The modality has not yet been widely implemented, particularly among private practices. The main reasons, experts say, are financial. “In the private outpatient practice, there’s a bit of a financial disincentive to doing stress-only imaging,” says Lane Duvall, MD, director of nuclear cardiology at Hartford Hospital in Hartford, Conn.

Reimbursement is lower for stress-only studies. Overall reimbursement was 1.5 percent lower compared with two-part studies. For private laboratories, there was an additional 28 percent reduction in overall reimbursement for stress-only on top of one-third less they already received compared with hospital laboratories (J Nucl Card 2013;20:17-19).

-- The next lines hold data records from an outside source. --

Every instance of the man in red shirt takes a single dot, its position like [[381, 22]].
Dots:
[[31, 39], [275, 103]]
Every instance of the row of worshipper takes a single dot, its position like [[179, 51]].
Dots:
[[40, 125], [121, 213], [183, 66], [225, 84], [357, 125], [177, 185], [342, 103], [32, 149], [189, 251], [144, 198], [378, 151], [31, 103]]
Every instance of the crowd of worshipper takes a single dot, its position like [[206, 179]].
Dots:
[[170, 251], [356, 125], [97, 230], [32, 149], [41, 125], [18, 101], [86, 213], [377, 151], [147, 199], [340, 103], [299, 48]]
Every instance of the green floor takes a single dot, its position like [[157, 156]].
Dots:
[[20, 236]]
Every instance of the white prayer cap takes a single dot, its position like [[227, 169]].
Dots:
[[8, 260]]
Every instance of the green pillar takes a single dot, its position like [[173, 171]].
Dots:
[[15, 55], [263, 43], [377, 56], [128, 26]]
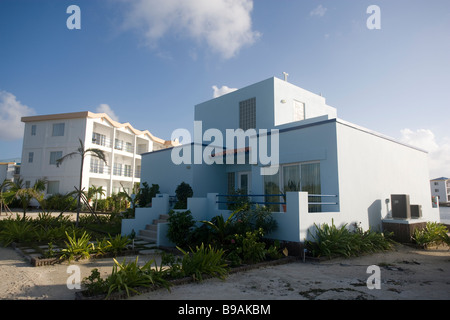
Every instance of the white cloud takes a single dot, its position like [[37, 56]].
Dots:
[[104, 108], [11, 112], [221, 91], [319, 11], [224, 25], [438, 151]]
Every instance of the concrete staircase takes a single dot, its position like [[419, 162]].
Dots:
[[150, 233]]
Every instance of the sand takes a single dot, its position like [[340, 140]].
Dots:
[[405, 273]]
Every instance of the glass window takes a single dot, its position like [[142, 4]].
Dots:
[[58, 129], [53, 187], [55, 155], [247, 114], [272, 191]]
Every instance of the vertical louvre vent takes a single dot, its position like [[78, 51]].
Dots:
[[247, 114]]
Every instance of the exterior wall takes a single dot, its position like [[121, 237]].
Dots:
[[371, 168], [158, 168], [78, 126], [43, 143], [274, 106], [443, 189]]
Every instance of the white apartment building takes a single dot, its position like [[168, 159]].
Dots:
[[440, 187], [47, 138], [9, 170]]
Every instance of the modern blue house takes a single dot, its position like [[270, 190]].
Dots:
[[291, 143]]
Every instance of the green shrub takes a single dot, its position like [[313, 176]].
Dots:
[[180, 227], [203, 261], [340, 241], [433, 234], [128, 276], [17, 230], [77, 247]]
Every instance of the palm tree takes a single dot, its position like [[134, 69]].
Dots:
[[82, 152]]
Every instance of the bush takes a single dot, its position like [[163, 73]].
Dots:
[[203, 260], [333, 241], [433, 234], [183, 192], [180, 227]]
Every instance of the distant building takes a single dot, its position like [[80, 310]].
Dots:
[[440, 187], [49, 137], [336, 171], [9, 171]]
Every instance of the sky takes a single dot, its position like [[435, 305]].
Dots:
[[149, 62]]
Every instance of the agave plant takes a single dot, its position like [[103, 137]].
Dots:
[[77, 247]]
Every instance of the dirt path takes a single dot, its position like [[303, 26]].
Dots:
[[405, 273]]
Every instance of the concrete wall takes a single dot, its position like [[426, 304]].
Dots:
[[371, 168]]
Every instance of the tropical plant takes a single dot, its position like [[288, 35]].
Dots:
[[340, 241], [433, 234], [180, 227], [249, 248], [17, 230], [128, 276], [82, 152], [204, 261], [77, 247]]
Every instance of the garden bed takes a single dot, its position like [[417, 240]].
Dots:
[[81, 295]]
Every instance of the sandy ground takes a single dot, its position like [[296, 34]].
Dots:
[[406, 273]]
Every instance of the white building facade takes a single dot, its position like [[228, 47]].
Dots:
[[47, 138], [440, 187], [350, 171]]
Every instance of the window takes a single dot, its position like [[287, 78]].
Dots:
[[53, 187], [247, 114], [58, 130], [97, 165], [117, 171], [127, 170], [231, 182], [129, 147], [118, 144]]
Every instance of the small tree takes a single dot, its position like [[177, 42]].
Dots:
[[82, 152]]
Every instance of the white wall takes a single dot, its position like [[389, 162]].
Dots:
[[371, 168]]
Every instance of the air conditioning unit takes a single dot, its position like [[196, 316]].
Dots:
[[401, 208], [416, 211]]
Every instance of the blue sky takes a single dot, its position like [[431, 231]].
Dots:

Stress-only or stress-first imaging also may be more labor intensive, Duvall explains. After the stress imaging portion, either a physician or another qualified individual must review the images immediately to decide if the patient needs rest imaging. In a private practice setting, physicians may not be available to read images all day.

In addition, Ananthasubramaniam explains, if practices have already ordered doses of the isotope, doing stress-only SPECT would force them to discard the unused doses.There may be workflow issues as well if a patient originally scheduled for a stress-first test needs a high-dose rest study.

Duvall says that shortening test time and reducing patient and staff radiation exposure translates into cost savings for the healthcare system. The experts argue that it may take clinical champions to make implementation a reality, or perhaps a push from the public.

“The populace has to be informed, and then patients would demand it,” Henzlova says.